Read: Class 05 Linked Lists - 401-advanced-javascript-muna/amman-javascript-401d1 GitHub Wiki

Linked Lists

Data structures:

which are the different ways that we can organize our data; variables, arrays, hashes, and objects are all types of data structures.

  1. Linear data structures:there is a sequence and an order to how they are constructed and traversed.

  2. Non-linear data structures: items don’t have to be arranged in order, which means that we could traverse the data structure non-sequentially.

linear vs non linear

linked lists is that they are linear data structures

Linked lists don’t need to take up a single block of memory; instead, the memory that they use can be scattered throughout.

linklist memory

PS: a linked list to have its memory scattered everywhere.

Parts of a linked list

  • series of nodes:the elements of the list Each node It has just two parts:
    1. data, or the information that the node contains 1. a reference to the next node(pointer references to — the next node in the list)

  • head: the first node

  • next node.

  • The end of the list isn’t a node, but rather a node that points to null, or an empty value.

  • Singly linked lists:we start at the head node, and traverse from the root until the last node, which will end at an empty null value.

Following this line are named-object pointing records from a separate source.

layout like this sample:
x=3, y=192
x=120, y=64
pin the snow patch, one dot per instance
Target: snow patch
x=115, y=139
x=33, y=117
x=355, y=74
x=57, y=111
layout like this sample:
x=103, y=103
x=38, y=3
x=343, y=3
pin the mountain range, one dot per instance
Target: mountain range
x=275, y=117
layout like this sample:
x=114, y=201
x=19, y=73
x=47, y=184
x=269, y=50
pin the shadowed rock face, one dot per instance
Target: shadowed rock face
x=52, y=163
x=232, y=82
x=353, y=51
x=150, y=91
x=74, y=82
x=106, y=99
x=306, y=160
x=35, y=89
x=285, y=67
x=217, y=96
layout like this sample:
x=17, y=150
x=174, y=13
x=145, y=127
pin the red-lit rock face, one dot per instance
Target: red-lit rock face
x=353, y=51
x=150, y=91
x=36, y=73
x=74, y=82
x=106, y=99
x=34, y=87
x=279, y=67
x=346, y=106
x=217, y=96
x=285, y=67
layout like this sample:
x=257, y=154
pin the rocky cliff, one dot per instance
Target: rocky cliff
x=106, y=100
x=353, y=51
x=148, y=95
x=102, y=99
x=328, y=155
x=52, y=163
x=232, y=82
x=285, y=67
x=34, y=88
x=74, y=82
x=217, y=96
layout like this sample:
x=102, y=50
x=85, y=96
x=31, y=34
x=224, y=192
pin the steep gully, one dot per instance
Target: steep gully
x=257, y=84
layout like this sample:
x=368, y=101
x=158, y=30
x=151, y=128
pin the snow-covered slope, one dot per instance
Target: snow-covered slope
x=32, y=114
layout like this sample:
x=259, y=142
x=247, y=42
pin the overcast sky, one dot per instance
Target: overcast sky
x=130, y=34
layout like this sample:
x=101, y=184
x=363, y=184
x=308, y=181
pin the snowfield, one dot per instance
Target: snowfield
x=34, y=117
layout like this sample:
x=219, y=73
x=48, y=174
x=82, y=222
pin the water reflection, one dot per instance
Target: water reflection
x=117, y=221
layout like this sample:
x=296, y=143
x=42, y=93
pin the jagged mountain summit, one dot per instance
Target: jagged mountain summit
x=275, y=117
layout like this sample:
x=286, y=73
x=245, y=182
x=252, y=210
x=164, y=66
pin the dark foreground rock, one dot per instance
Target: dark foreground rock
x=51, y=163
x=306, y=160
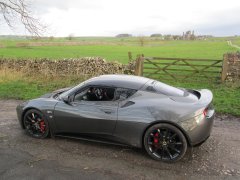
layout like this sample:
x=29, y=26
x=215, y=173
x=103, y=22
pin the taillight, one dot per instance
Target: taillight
x=205, y=111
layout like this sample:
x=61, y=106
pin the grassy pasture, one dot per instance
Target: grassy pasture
x=18, y=86
x=114, y=48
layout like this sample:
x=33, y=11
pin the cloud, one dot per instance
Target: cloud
x=139, y=17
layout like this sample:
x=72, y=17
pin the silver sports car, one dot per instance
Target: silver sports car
x=127, y=110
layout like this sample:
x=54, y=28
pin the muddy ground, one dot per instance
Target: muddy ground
x=23, y=157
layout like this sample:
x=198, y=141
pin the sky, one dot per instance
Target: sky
x=136, y=17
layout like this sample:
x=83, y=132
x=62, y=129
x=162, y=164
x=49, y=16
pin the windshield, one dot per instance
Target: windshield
x=71, y=90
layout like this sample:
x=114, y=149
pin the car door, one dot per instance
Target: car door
x=94, y=117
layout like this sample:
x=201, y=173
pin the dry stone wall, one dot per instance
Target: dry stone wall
x=90, y=66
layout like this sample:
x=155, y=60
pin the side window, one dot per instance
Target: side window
x=123, y=93
x=95, y=94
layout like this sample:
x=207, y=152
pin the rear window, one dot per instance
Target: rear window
x=168, y=90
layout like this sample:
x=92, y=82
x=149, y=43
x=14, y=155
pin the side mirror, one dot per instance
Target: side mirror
x=122, y=98
x=66, y=99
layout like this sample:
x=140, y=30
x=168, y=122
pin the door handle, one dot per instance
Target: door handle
x=107, y=111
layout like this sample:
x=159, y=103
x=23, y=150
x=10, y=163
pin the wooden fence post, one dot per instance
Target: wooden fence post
x=224, y=68
x=139, y=65
x=129, y=56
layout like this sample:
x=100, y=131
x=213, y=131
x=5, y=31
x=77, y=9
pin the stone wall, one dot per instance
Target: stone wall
x=90, y=66
x=233, y=67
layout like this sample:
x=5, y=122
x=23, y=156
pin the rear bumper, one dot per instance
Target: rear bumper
x=199, y=128
x=19, y=110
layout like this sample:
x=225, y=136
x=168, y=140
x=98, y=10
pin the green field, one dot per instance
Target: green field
x=115, y=48
x=17, y=86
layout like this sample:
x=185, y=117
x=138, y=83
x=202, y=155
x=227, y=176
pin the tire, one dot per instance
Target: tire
x=165, y=142
x=36, y=125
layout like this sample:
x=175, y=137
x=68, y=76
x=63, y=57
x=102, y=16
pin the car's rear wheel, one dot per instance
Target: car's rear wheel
x=165, y=142
x=36, y=124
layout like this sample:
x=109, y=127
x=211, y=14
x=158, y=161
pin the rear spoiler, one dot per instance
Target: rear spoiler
x=206, y=97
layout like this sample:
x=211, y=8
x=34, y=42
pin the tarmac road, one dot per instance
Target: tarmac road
x=23, y=157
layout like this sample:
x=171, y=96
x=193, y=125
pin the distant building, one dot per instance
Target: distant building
x=189, y=35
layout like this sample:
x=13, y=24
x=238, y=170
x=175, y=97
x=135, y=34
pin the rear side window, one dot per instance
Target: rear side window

  • doubly linked list :have two references : next node and previous node

  • circular linked list :we can turn both a singly linked list and a doubly linked list into a circular linked list!


Big O Notation

is a way of evaluating the performance of an algorithm.

Big O Notation takes into account: the speed and efficiency with which something functions when its input grows to be any (crazy big!) size.

  1. O(1) function takes constant time, which is to say that it doesn’t matter how many elements we have, or how huge our input is: it’ll always take the same amount of time and memory to run our algorithm.
  2. O(n) function is linear, which means that as our input grows (from ten numbers, to ten thousand, to ten million), the space and time that we need to run that algorithm grows linearly.
  3. O(n²) function, which clearly takes exponentially more time and memory the more elements that you have.